Teachers deserve to be paid more. Full stop. Teachers who must hold multiple jobs to support their families deserve to be paid much more.
However, the likelihood that we will see teacher salaries increase substantially in the near future is nil. The economic crisis brought on by our health crisis is leaving municipalities and states with staggering revenue shortfalls that are leading to cuts to education.
We are at the very beginning of understanding how the education employment landscape has been impacted by the current health crisis. Prior to COVID-19, we did know, based on University of Pennsylvania education labor economist , that greater teacher retention would significantly ease the problem of the teacher shortage. In other words, if more teachers remained in their jobs, we would not see the shortages that states are navigating.
I am worried about teachers and I am worried about the teaching profession. If we want to keep our best teachers, we must enable them to do good work. We can do all we can to limit the specter of burnout, but that is insufficient.
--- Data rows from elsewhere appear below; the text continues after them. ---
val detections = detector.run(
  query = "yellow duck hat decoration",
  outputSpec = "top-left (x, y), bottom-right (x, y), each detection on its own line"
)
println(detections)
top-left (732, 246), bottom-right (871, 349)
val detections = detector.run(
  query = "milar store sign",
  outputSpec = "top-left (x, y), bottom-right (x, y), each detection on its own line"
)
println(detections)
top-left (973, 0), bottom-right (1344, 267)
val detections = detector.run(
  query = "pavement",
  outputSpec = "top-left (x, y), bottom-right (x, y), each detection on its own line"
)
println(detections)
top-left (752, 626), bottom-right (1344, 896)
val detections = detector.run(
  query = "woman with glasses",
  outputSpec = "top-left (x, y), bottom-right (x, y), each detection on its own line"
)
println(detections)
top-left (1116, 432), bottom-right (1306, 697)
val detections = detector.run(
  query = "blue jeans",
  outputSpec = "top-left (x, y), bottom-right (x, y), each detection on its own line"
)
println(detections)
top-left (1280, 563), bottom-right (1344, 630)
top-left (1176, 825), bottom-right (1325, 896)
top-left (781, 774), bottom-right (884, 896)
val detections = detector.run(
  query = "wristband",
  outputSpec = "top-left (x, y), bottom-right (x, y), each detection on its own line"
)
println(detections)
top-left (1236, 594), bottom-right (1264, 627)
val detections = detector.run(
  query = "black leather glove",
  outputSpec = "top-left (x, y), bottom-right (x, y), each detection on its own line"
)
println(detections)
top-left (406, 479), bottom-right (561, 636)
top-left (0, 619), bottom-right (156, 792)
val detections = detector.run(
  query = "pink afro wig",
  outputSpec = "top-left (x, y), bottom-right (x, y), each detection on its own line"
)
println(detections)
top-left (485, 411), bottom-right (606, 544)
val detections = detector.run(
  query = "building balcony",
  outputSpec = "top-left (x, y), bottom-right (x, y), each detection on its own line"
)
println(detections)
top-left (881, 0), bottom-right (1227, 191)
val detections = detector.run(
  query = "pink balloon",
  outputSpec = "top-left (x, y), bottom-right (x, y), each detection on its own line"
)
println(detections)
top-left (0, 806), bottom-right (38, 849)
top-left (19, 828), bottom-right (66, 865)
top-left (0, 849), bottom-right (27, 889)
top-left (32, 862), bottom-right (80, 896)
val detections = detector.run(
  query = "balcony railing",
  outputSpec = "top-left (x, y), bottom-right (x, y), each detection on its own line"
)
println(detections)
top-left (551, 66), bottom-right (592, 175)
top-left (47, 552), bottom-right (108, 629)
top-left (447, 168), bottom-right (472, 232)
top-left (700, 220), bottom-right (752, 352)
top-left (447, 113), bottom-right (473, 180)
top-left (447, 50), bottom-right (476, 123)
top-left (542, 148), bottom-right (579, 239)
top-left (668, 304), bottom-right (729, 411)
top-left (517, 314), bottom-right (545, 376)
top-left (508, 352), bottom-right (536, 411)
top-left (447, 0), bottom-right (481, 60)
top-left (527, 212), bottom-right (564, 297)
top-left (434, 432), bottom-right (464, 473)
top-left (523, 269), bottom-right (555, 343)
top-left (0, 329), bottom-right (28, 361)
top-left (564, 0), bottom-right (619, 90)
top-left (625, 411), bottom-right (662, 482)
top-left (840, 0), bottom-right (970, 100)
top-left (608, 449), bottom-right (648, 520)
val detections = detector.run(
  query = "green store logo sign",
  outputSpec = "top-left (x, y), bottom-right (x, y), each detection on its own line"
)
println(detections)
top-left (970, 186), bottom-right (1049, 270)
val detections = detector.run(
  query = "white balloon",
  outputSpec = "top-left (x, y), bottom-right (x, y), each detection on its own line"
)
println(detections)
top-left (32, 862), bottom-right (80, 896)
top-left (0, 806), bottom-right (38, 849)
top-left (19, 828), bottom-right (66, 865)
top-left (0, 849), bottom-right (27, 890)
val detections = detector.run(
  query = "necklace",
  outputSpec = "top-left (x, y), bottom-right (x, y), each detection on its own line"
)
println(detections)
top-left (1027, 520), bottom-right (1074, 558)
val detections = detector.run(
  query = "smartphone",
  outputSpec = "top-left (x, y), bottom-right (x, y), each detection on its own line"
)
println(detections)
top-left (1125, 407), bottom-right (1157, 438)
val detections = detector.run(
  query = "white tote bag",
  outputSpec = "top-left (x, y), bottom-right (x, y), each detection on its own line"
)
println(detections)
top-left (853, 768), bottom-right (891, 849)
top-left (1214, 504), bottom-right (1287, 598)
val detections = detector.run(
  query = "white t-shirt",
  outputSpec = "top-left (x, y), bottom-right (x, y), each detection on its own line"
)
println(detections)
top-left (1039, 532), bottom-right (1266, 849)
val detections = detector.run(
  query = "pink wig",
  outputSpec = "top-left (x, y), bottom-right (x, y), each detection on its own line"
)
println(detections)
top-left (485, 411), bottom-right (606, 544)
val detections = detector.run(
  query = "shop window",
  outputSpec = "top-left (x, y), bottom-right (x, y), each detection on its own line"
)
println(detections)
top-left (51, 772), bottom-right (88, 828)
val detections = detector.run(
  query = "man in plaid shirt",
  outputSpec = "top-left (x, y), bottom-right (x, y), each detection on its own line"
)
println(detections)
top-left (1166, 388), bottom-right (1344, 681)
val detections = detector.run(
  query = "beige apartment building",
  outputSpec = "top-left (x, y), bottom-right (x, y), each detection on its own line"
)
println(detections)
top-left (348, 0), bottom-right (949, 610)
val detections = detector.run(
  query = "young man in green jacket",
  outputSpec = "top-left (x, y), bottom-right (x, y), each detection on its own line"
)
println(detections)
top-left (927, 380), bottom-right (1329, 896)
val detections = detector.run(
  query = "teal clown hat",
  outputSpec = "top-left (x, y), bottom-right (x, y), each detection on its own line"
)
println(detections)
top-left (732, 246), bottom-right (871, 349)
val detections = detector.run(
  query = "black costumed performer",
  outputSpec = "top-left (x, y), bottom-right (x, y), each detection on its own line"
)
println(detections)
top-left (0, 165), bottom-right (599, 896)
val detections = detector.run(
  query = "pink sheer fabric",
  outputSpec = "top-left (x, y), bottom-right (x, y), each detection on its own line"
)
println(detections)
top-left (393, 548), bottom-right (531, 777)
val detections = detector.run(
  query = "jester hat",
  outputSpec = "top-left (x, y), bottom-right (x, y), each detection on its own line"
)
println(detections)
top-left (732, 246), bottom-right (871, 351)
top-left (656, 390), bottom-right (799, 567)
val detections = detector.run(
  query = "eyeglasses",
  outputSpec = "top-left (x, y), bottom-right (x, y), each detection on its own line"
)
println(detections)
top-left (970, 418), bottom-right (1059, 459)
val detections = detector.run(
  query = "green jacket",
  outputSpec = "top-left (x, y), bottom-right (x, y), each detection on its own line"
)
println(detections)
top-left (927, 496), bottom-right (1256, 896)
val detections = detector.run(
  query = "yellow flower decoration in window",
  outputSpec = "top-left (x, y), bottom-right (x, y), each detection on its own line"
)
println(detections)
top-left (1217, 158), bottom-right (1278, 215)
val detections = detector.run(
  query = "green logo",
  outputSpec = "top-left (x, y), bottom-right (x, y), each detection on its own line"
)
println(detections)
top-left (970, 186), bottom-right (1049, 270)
We must stave off demoralization in this extraordinarily challenging time. That means enabling teachers to find ways to do good work whenever possible.
We can begin by acknowledging that we are all in an impossible situation. School leaders, teachers, school staff, and families are attempting to balance physical safety, emotional well-being, and worthwhile learning. District personnel are weighing the welfare of their staffs in light of the profound needs of their communities.
Perhaps we all—school leaders, families, colleagues, policymakers, teacher educators, reporters, colleagues—could intervene with a simple question for teachers: What do you need to do good work right now?